Abstract: Law enforcement currently uses cognitive computers to conduct predictive and content analytics and manage information contained in large police data files. These big data analytics and insight capabilities are more effective than using traditional investigative tools and save law enforcement time and a significant amount of financial and personnel resources. It is not farfetched to think law enforcement’s use of cognitive computing will extend to using thinking, real-time robots in the field in the not-so-distant future. IBM’s Watson currently uses its artificial intelligence to suggest medical diagnoses and treatment in the healthcare industry and assists the finance industry in improving investment decisions. IBM and similar companies already offer predictive analytics and cognitive computing programs to law enforcement for real-time intelligence and investigative purposes. This article will explore the consequences of predictive and content analytics and the future of cognitive computing, such as utilizing “robots” such as an imaginary “Officer Joe Roboto” in the law enforcement context. Would our interactions with Officer Joe Roboto trigger the same Fourth Amendment concerns and protections as those when dealing with a flesh-and-blood police officer? Are we more afraid of a “robotic” Watson, its capabilities, and lack of feeling and biases, compared to a human law enforcement officer? Assuming someday in the future we might be able to solve the physical limitations of a robot, would a “robotic” officer be preferable to a human one? What sort of limitations would we place on such technology? This article attempts to explore the ramifications of using such computers/robots in the future.
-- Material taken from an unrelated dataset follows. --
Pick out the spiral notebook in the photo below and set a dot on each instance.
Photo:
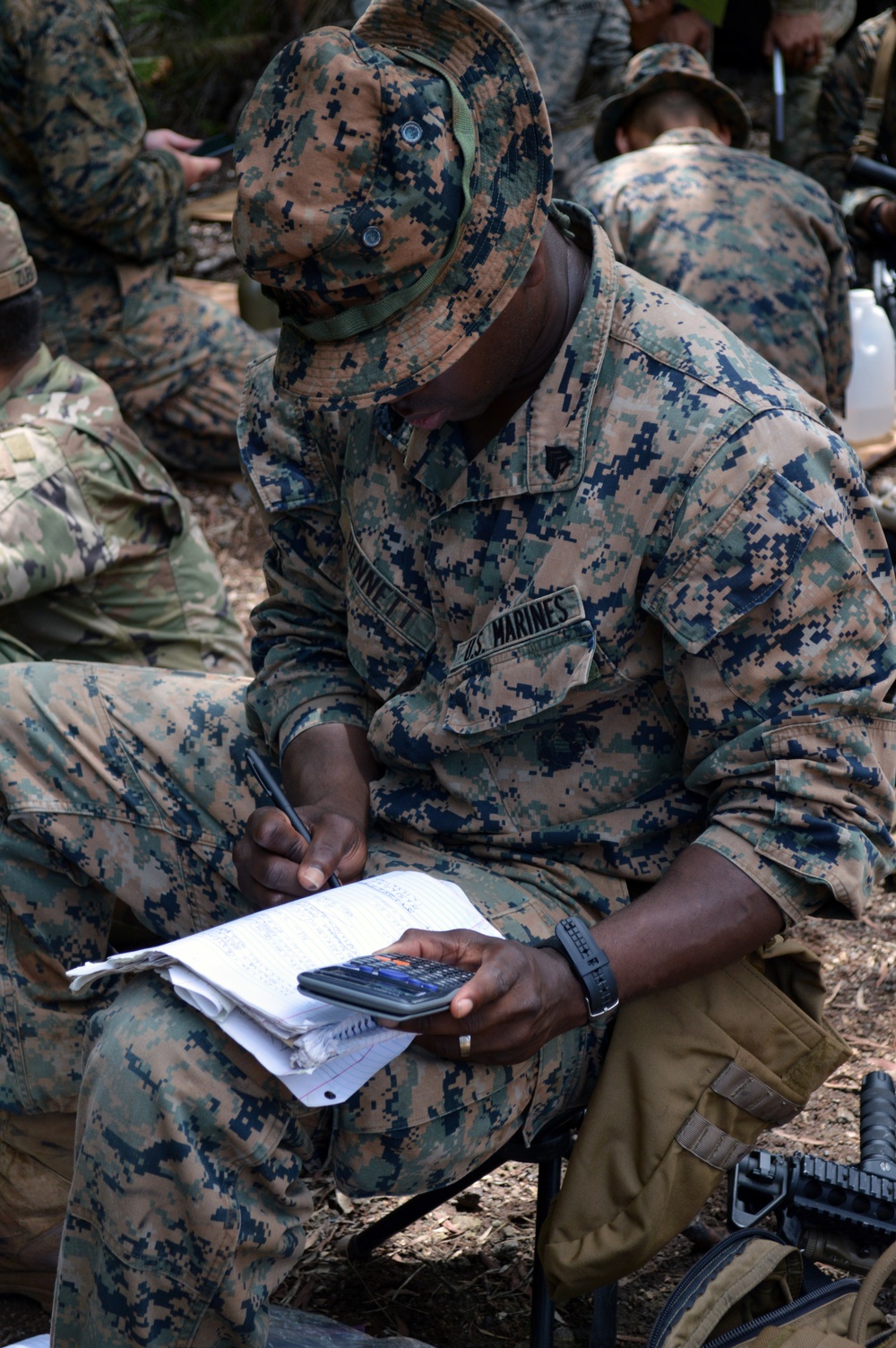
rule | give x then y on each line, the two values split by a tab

Autonomous robots with artificial intelligence and the widespread use of predictive analytics are the future tools of law enforcement in a digital age, and we must come up with solutions as to how to handle the appropriate use of these tools.


Analytics“Equality of Opportunity in Supervised Learning” by M. Hardt, E. Price, N. Sobrero, Cornell University Library, [v1] 7 Oct 2016

The authors of this paper use a case study of FICO credit scores to illustrate their notion that classification accuracy in supervised learning depends only on the joint statistics of the predictor and the protected attribute but not the interpretation of the individual features of the data. The study looks at the inherent limits of defining and identifying biases based on this notion and propose a criterion for producing discrimination against a specific sensitive attribute. They argue that one can optimally adjust any learned predictor to remove discrimination, according to their definition.

Abstract: We propose a criterion for discrimination against a specified sensitive attribute in supervised learning, where the goal is to predict some target based on available features. Assuming data about the predictor, target, and membership in the protected group are available, we show how to optimally adjust any learned predictor so as to remove discrimination according to our definition. Our framework also improves incentives by shifting the cost of poor classification from disadvantaged groups to the decision maker, who can respond by improving the classification accuracy. In line with other studies, our notion is oblivious: it depends only on the joint statistics of the predictor, the target and the protected attribute, but not on interpretation of individual features. We study the inherent limits of defining and identifying biases based on such oblivious measures, outlining what can and cannot be inferred from different oblivious tests. We illustrate our notion using a case study of FICO credit scores.